Friday, October 21, 2011


I think the next time I hear "Canada is becoming more diverse," I may scream.

Has there been a single week since 1763 when that was not true?

Image:  Here they come -- whoever they are. :-)


  1. At least north of the 49th we say it with pride and not terror ;)

  2. I collect stories of odd ethic migrations and encounters in Canada. Among them, I'm particularly fond of these:

    After the Falklands War, a thousand Patagonian Welsh (fluent in both Spanish and Welsh) immigrated to Newfoundland, which had Welsh colonists in the 1620s. Another pocket of Patagonian Welsh settled in Saskatchewan in 1902.

    Early French settlers in Canada where approached by Native People wanting to trade.

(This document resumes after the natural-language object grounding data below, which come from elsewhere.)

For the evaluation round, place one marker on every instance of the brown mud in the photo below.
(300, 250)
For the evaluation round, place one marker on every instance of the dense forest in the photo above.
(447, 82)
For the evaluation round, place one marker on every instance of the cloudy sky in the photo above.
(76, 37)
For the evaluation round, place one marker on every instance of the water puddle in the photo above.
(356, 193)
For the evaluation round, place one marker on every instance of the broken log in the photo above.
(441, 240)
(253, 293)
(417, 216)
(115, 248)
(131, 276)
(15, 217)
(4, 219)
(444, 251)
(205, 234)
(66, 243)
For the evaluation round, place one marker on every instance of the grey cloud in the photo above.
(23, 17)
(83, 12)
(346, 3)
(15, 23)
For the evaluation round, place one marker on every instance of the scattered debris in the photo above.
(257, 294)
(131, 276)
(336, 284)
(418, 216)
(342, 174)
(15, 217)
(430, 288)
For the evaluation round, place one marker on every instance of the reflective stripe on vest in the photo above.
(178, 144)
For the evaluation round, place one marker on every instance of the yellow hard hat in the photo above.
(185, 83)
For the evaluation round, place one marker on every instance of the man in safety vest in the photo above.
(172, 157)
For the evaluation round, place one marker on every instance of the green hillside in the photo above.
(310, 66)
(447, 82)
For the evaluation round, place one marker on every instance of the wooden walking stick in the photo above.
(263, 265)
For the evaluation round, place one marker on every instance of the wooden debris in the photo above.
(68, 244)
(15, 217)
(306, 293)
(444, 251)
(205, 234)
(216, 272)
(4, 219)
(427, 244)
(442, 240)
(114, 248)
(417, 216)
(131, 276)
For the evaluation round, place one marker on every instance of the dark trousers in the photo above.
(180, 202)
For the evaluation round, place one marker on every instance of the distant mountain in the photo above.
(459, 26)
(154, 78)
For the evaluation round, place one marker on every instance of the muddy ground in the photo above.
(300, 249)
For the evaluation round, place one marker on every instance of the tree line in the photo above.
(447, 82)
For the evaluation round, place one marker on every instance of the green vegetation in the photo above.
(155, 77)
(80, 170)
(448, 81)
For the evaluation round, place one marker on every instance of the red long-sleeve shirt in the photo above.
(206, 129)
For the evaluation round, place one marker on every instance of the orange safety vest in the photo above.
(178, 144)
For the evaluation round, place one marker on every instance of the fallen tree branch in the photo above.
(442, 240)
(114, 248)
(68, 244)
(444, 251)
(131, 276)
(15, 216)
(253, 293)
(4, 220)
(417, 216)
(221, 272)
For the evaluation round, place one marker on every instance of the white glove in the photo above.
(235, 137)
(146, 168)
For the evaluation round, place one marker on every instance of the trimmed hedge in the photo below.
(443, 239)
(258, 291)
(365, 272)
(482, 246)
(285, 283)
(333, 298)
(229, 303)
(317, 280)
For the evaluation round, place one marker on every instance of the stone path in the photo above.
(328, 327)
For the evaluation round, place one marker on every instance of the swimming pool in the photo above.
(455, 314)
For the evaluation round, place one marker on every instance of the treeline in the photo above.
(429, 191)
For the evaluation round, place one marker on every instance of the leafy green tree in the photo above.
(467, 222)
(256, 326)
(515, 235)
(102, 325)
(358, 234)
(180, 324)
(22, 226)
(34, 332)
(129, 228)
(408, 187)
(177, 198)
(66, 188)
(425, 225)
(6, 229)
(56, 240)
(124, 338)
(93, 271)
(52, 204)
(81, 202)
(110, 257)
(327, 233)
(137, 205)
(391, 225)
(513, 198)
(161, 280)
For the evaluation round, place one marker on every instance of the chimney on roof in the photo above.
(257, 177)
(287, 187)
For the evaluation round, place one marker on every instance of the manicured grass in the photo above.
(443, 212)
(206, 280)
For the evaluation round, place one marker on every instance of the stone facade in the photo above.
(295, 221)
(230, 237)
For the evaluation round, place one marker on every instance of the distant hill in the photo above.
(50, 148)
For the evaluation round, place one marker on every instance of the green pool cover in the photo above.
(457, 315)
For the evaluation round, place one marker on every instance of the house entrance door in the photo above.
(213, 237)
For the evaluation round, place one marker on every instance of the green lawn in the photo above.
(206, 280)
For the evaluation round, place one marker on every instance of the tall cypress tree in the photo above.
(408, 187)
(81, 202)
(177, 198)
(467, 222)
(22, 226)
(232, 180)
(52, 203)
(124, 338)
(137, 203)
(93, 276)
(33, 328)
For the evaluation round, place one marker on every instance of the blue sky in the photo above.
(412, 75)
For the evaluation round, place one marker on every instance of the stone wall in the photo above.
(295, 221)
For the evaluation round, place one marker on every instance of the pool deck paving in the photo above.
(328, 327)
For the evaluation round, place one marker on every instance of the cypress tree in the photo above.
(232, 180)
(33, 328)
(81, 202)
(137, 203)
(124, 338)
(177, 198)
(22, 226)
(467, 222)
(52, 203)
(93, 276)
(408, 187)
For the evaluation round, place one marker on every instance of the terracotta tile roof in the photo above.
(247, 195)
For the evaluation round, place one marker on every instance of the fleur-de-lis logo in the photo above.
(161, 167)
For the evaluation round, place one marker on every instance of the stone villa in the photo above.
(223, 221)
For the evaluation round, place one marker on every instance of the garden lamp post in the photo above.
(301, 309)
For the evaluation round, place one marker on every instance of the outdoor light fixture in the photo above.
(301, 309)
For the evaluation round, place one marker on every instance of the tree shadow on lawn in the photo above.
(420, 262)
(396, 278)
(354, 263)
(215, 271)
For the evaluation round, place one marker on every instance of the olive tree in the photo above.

Attempts to learn their language became confused when one of the French, born in Gascony, realized that the natives were speaking to them in Basque, which they assumed was the proper language for trading with Europeans.

    Several Metis families in the West and Northwest Territories can trace their ancestry to the hundreds of Polynesians who entered the fur trade in the early 19th century.

    Between 1878 an 1887, the Republic of New Iceland was recognized by the Canadian Government as the legitimate governing and legal power in four district of the Northwest Territories, Mikleyjarbygd, Fljótsbygd, Árnesbygd, and Vídirnesbygd. It's elected Thing, or governing council, made up of the four reeves and an elected thingstjóri, or governor, were modeled on Iceland's 10th Century Republic. The Republic was subsequently incorporated into Manitoba.